Qui donc est cette femme ? La quarantaine, une certaine classe sociale. Elle attend à dîner ses parents qui ne sont pas venus depuis longtemps. Elle s’adresse à une autre femme, une femme de ménage qu’on ne voit pas, qu’on n’entend pas, qui ne parle pas la même langue qu’elle. Tout au long de ce dialogue – ce monologue – elle libère une parole, des choses difficiles à dire. Comme une sorte d’introspection, elle évoque ses rapports avec les hommes, avec son père, sa mère, son frère, les enfants qu’elle n’a pas eus…

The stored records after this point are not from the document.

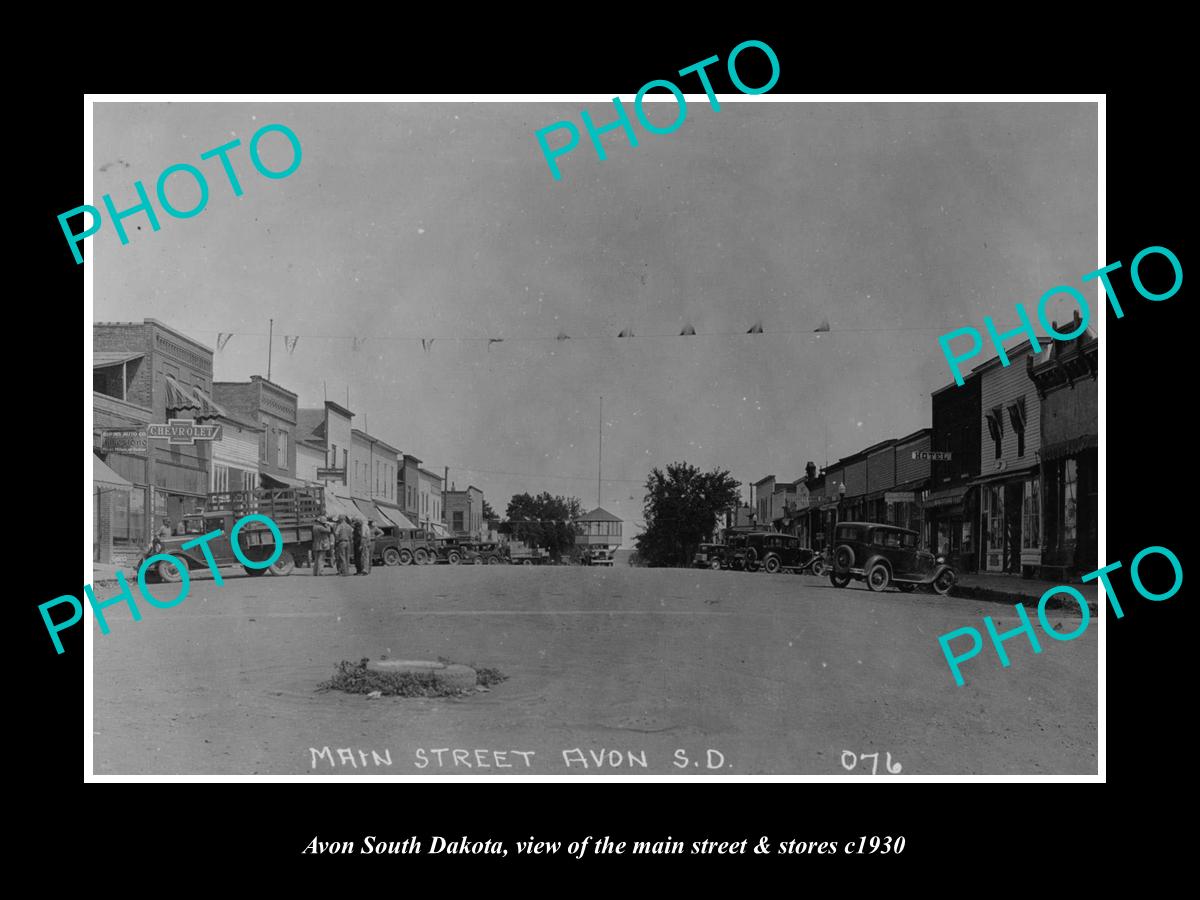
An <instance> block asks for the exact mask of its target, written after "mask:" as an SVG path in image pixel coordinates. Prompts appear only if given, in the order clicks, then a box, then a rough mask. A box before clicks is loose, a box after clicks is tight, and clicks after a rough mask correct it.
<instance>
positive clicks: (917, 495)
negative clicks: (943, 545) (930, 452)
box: [883, 428, 932, 547]
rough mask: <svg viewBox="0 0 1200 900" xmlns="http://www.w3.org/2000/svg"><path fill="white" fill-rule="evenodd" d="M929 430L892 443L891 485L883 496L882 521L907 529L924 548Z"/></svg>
mask: <svg viewBox="0 0 1200 900" xmlns="http://www.w3.org/2000/svg"><path fill="white" fill-rule="evenodd" d="M931 433H932V431H931V430H930V428H920V430H918V431H914V432H913V433H912V434H906V436H905V437H902V438H898V439H896V443H895V472H896V474H895V485H894V486H893V487H892V490H890V491H887V492H886V493H884V494H883V502H884V504H886V506H887V518H886V520H884V521H887V522H890V523H892V524H898V526H900V527H901V528H911V529H912V530H914V532H917V533H918V534H919V535H920V538H922V544H923V545H924V546H925V547H932V539H931V535H930V530H929V528H928V527H926V522H925V517H924V515H923V514H924V500H925V498H926V497H928V496H929V473H930V466H931V461H930V458H929V448H930V436H931Z"/></svg>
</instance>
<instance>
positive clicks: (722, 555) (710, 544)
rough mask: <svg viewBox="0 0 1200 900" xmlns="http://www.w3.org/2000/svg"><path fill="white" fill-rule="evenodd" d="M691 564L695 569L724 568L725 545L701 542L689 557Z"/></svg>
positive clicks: (724, 557) (722, 568)
mask: <svg viewBox="0 0 1200 900" xmlns="http://www.w3.org/2000/svg"><path fill="white" fill-rule="evenodd" d="M691 564H692V565H694V566H695V568H696V569H724V568H725V545H724V544H701V545H700V546H698V547H697V548H696V552H695V553H694V554H692V557H691Z"/></svg>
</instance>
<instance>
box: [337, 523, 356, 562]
mask: <svg viewBox="0 0 1200 900" xmlns="http://www.w3.org/2000/svg"><path fill="white" fill-rule="evenodd" d="M353 538H354V529H353V528H350V518H349V516H346V515H343V516H341V517H340V518H338V520H337V528H335V529H334V540H335V542H336V546H337V574H338V575H349V574H350V540H353Z"/></svg>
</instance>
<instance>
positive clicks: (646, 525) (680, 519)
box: [634, 462, 740, 565]
mask: <svg viewBox="0 0 1200 900" xmlns="http://www.w3.org/2000/svg"><path fill="white" fill-rule="evenodd" d="M739 488H740V482H738V481H734V480H733V478H732V476H731V475H730V473H728V472H726V470H724V469H713V470H712V472H701V470H700V469H698V468H696V467H695V466H690V464H689V463H686V462H673V463H671V464H670V466H667V468H666V472H662V470H661V469H659V468H658V467H655V468H654V469H652V470H650V474H649V478H647V479H646V500H644V505H643V508H642V509H643V512H642V515H643V516H644V518H646V528H644V530H643V532H642V533H641V534H638V535H637V536H636V538H635V539H634V540H635V541H636V542H637V553H638V557H640V558H641V559H643V560H644V563H646V564H647V565H689V564H690V563H691V557H692V554H694V553H695V552H696V547H697V546H698V545H700V544H701V542H702V541H703V540H704V539H706V538H707V536H708V535H709V534H710V533H712V530H713V523H714V522H715V521H716V516H718V514H720V512H721V511H722V510H725V509H728V508H730V506H733V505H734V504H737V502H738V497H739Z"/></svg>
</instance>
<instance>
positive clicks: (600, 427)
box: [596, 396, 604, 509]
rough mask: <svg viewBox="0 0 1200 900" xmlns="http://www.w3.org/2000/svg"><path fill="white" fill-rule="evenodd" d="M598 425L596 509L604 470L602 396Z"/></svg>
mask: <svg viewBox="0 0 1200 900" xmlns="http://www.w3.org/2000/svg"><path fill="white" fill-rule="evenodd" d="M596 425H598V426H599V428H598V432H599V437H600V455H599V457H598V458H596V509H599V508H600V506H601V505H602V503H601V493H600V473H601V472H602V470H604V397H602V396H601V397H600V420H599V421H598V422H596Z"/></svg>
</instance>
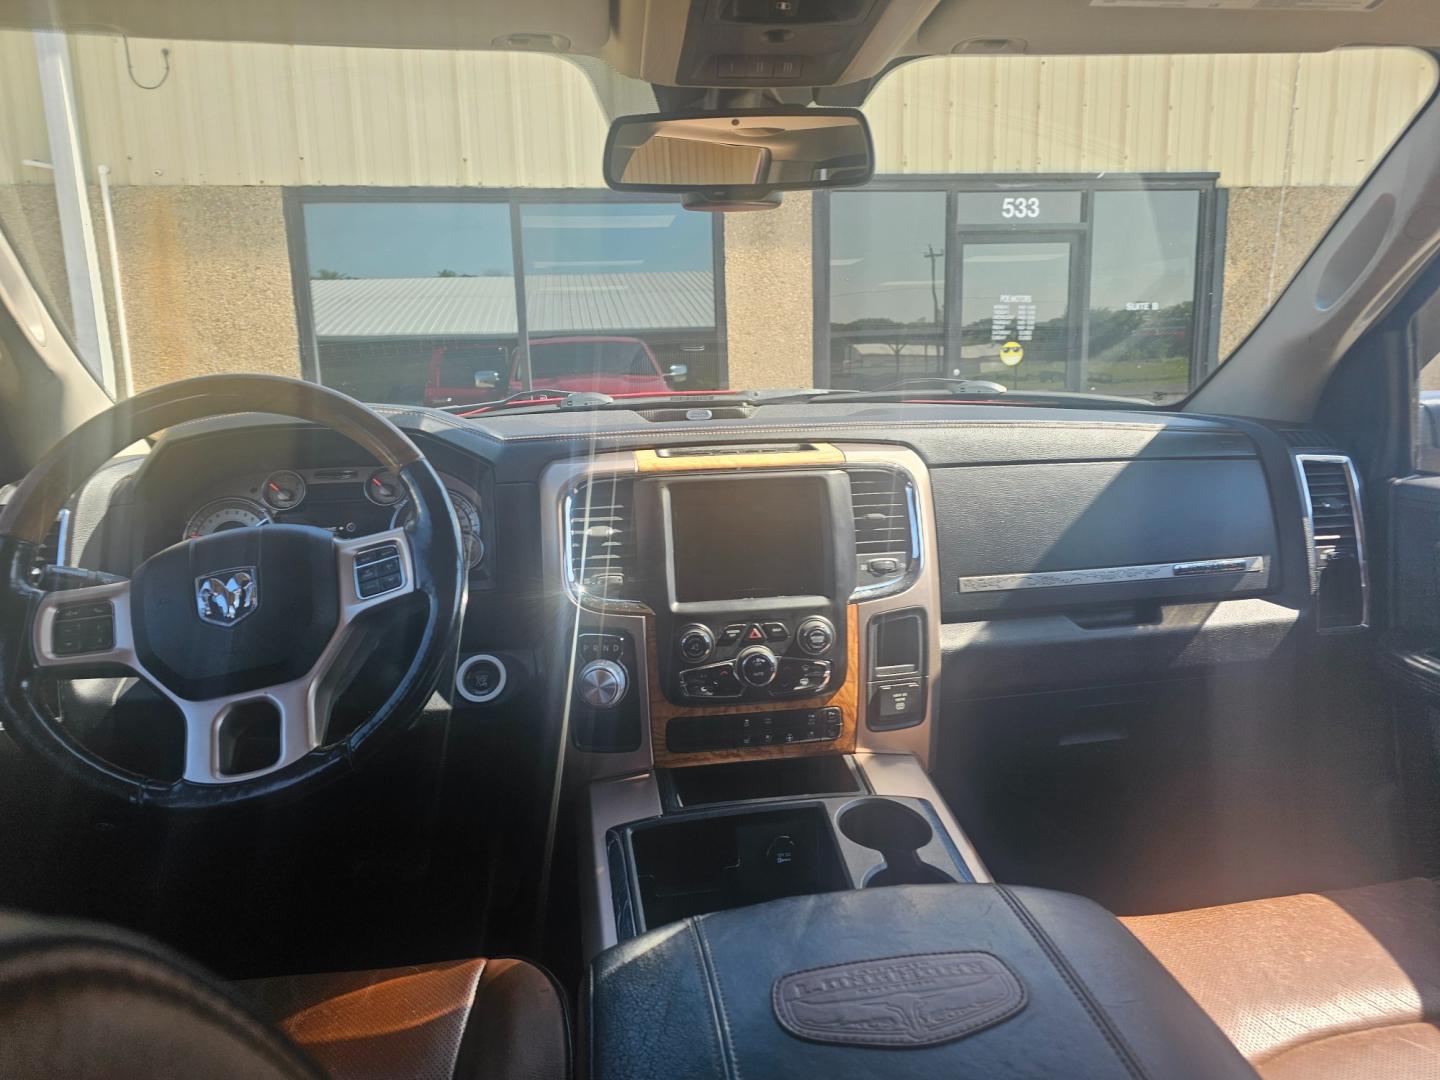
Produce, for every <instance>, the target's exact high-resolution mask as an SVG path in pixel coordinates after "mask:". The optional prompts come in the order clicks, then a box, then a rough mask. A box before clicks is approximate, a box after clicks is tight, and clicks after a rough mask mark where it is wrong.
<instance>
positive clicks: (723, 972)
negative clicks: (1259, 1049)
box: [582, 884, 1256, 1080]
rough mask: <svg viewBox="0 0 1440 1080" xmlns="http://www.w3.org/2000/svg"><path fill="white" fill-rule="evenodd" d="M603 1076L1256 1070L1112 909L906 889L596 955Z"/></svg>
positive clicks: (626, 1076) (589, 1031)
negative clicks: (1250, 1065) (1150, 954)
mask: <svg viewBox="0 0 1440 1080" xmlns="http://www.w3.org/2000/svg"><path fill="white" fill-rule="evenodd" d="M585 1011H586V1045H585V1047H583V1048H582V1053H585V1054H586V1057H588V1063H589V1074H590V1076H592V1077H595V1079H596V1080H612V1079H613V1080H618V1079H619V1077H626V1079H638V1077H657V1079H658V1077H677V1076H684V1077H690V1079H693V1080H703V1079H706V1077H717V1079H726V1080H732V1079H736V1077H744V1080H763V1079H765V1077H798V1076H814V1077H825V1080H850V1079H851V1077H874V1076H884V1077H887V1079H891V1077H896V1079H899V1077H937V1076H943V1077H955V1079H960V1077H1011V1076H1017V1077H1018V1076H1025V1077H1086V1079H1087V1080H1089V1079H1092V1077H1096V1079H1097V1077H1116V1079H1117V1080H1149V1079H1153V1080H1159V1077H1165V1080H1225V1079H1227V1077H1250V1079H1251V1080H1253V1079H1254V1077H1256V1073H1254V1071H1253V1070H1251V1067H1250V1066H1248V1064H1247V1063H1246V1061H1244V1058H1243V1057H1241V1056H1240V1054H1238V1053H1237V1051H1236V1048H1234V1047H1233V1045H1231V1044H1230V1041H1228V1040H1227V1038H1225V1037H1224V1034H1221V1031H1220V1030H1218V1028H1217V1027H1215V1025H1214V1024H1212V1022H1211V1021H1210V1018H1208V1017H1205V1014H1204V1012H1202V1011H1201V1009H1200V1007H1198V1005H1197V1004H1195V1002H1194V1001H1192V999H1191V998H1189V995H1188V994H1185V991H1184V989H1181V986H1179V984H1176V982H1175V981H1174V979H1172V978H1171V976H1169V973H1168V972H1166V971H1165V969H1164V968H1162V966H1161V965H1159V963H1158V962H1156V960H1155V959H1153V958H1152V956H1151V955H1149V952H1146V949H1145V948H1143V946H1142V945H1140V943H1139V942H1138V940H1136V939H1135V937H1133V936H1132V935H1130V933H1129V932H1128V930H1125V927H1123V926H1120V923H1119V922H1116V920H1115V917H1113V916H1110V914H1109V913H1107V912H1104V910H1103V909H1100V907H1097V906H1096V904H1093V903H1090V901H1089V900H1084V899H1081V897H1076V896H1067V894H1064V893H1051V891H1045V890H1038V888H1009V887H1005V886H982V884H968V886H900V887H894V888H868V890H857V891H847V893H829V894H824V896H812V897H793V899H789V900H776V901H772V903H768V904H759V906H755V907H746V909H737V910H732V912H720V913H716V914H707V916H698V917H696V919H687V920H684V922H681V923H674V924H671V926H665V927H661V929H658V930H652V932H651V933H647V935H644V936H641V937H636V939H634V940H631V942H625V943H624V945H619V946H616V948H613V949H611V950H608V952H605V953H602V955H600V956H598V958H596V960H595V962H593V965H592V968H590V976H589V981H588V986H586V991H585Z"/></svg>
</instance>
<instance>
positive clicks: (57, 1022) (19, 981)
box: [0, 914, 320, 1080]
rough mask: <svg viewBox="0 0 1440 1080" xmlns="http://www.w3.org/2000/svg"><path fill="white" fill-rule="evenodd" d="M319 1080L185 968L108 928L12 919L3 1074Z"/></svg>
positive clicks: (9, 953)
mask: <svg viewBox="0 0 1440 1080" xmlns="http://www.w3.org/2000/svg"><path fill="white" fill-rule="evenodd" d="M202 1076H203V1077H216V1079H217V1080H252V1079H253V1080H317V1077H318V1076H320V1074H318V1073H317V1071H315V1068H314V1066H311V1064H310V1063H308V1061H307V1060H305V1058H304V1057H301V1056H300V1054H298V1053H297V1051H295V1048H294V1047H291V1045H289V1044H288V1043H287V1041H285V1040H284V1038H281V1037H279V1035H278V1034H276V1032H275V1031H272V1030H271V1028H269V1027H266V1025H265V1024H262V1022H259V1021H258V1020H256V1018H255V1017H252V1015H251V1014H249V1011H248V1009H246V1008H245V1007H243V1005H242V1004H240V1002H238V1001H236V999H233V998H232V996H230V995H229V994H228V992H226V991H225V988H223V986H216V985H212V984H209V982H206V981H204V978H203V976H202V975H200V972H197V971H194V969H193V968H190V966H189V965H186V962H184V960H181V959H180V958H177V956H173V955H170V953H167V952H166V950H163V949H160V948H157V946H154V945H153V943H151V942H145V940H143V939H140V937H132V936H130V935H124V933H120V932H114V930H108V929H105V927H95V926H89V924H85V923H71V922H59V920H45V922H40V920H32V919H24V917H19V916H12V914H0V1077H4V1080H40V1079H42V1077H46V1079H49V1077H68V1079H71V1077H75V1079H78V1080H86V1079H91V1077H94V1079H95V1080H99V1079H101V1077H104V1080H150V1079H151V1077H202Z"/></svg>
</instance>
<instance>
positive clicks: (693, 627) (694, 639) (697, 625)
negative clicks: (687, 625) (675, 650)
mask: <svg viewBox="0 0 1440 1080" xmlns="http://www.w3.org/2000/svg"><path fill="white" fill-rule="evenodd" d="M714 651H716V639H714V635H711V634H710V628H708V626H701V625H700V624H698V622H696V624H691V625H690V626H685V628H684V629H681V631H680V655H681V657H684V658H685V660H687V661H690V662H691V664H700V662H701V661H706V660H710V654H711V652H714Z"/></svg>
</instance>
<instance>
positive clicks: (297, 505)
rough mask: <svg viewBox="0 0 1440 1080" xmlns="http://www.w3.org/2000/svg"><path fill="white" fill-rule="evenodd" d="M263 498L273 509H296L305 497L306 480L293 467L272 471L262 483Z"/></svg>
mask: <svg viewBox="0 0 1440 1080" xmlns="http://www.w3.org/2000/svg"><path fill="white" fill-rule="evenodd" d="M261 498H262V500H264V501H265V505H268V507H269V508H271V510H294V508H295V507H298V505H300V504H301V503H302V501H304V498H305V480H304V478H302V477H301V475H300V474H298V472H295V471H292V469H281V471H279V472H271V474H269V475H268V477H266V478H265V482H264V484H261Z"/></svg>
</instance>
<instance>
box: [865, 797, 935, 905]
mask: <svg viewBox="0 0 1440 1080" xmlns="http://www.w3.org/2000/svg"><path fill="white" fill-rule="evenodd" d="M837 825H840V831H841V834H844V837H845V838H847V840H850V841H852V842H855V844H860V847H863V848H871V850H873V851H878V852H880V854H881V857H883V858H884V865H883V867H881V868H880V870H877V871H876V873H874V874H871V876H870V877H868V878H867V880H865V884H864V887H865V888H874V887H877V886H926V884H942V883H946V881H955V877H952V876H950V874H946V873H945V871H943V870H940V868H939V867H935V865H932V864H929V863H926V861H924V860H923V858H920V848H923V847H924V845H927V844H929V842H930V841H932V840H933V838H935V829H932V828H930V822H929V821H926V819H924V818H923V816H920V815H919V814H916V812H914V811H913V809H910V808H909V806H906V805H903V804H899V802H891V801H890V799H864V801H861V802H852V804H851V805H850V806H847V808H845V809H844V811H841V814H840V818H838V821H837Z"/></svg>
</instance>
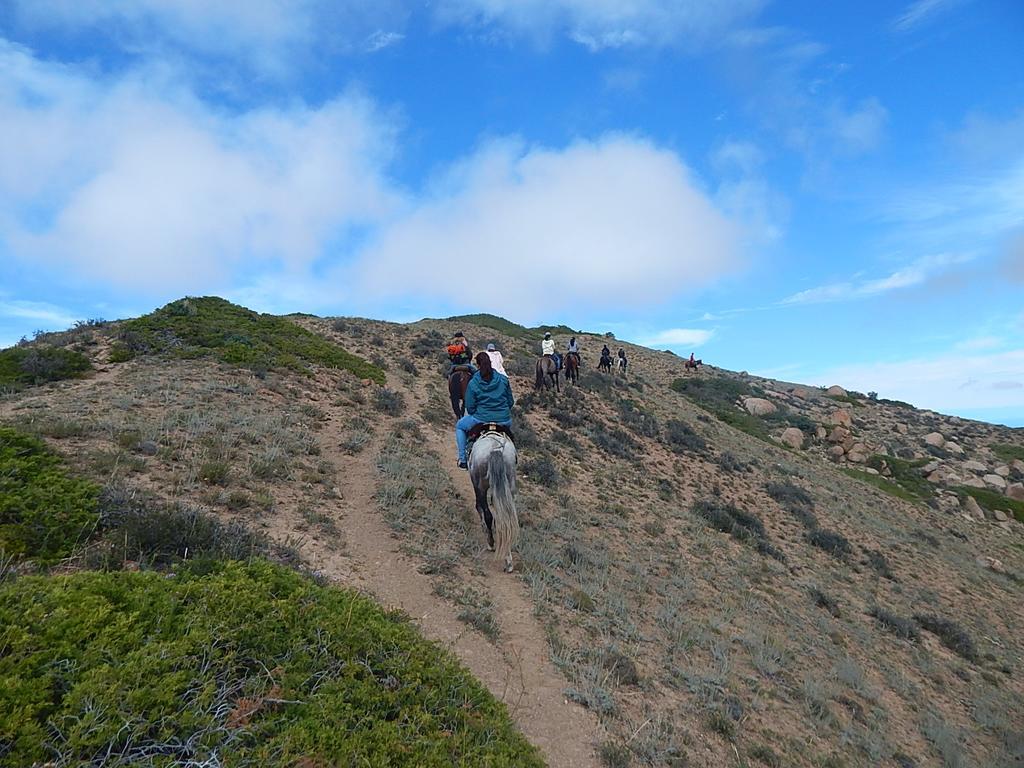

La course effrénée de Johanna est rythmée par les mot de Mauvignier. Et les mots de Mauvignier dessinent un cercle de plus en plus étroit. De plus en plus vicieux… En débutant la course, elle a ouvert les vannes, et le secret qu’elle cache, cette « légère blessure », elle va finir par le dévoiler.
Othello Vilgard retrouve ici Johanna Nizard, qu’il avait déjà mise en scène dans Trois Ruptures de Rémi de Vos. Il lui fait occuper tout l’espace, telle une lionne en cage. Une cage qui aurait des allures de ring de boxe, tant la puissance qu’elle dégage nous fait l’effet de véritables uppercuts.
Quand on vous dit que Johanna est une incroyable athlète de la scène…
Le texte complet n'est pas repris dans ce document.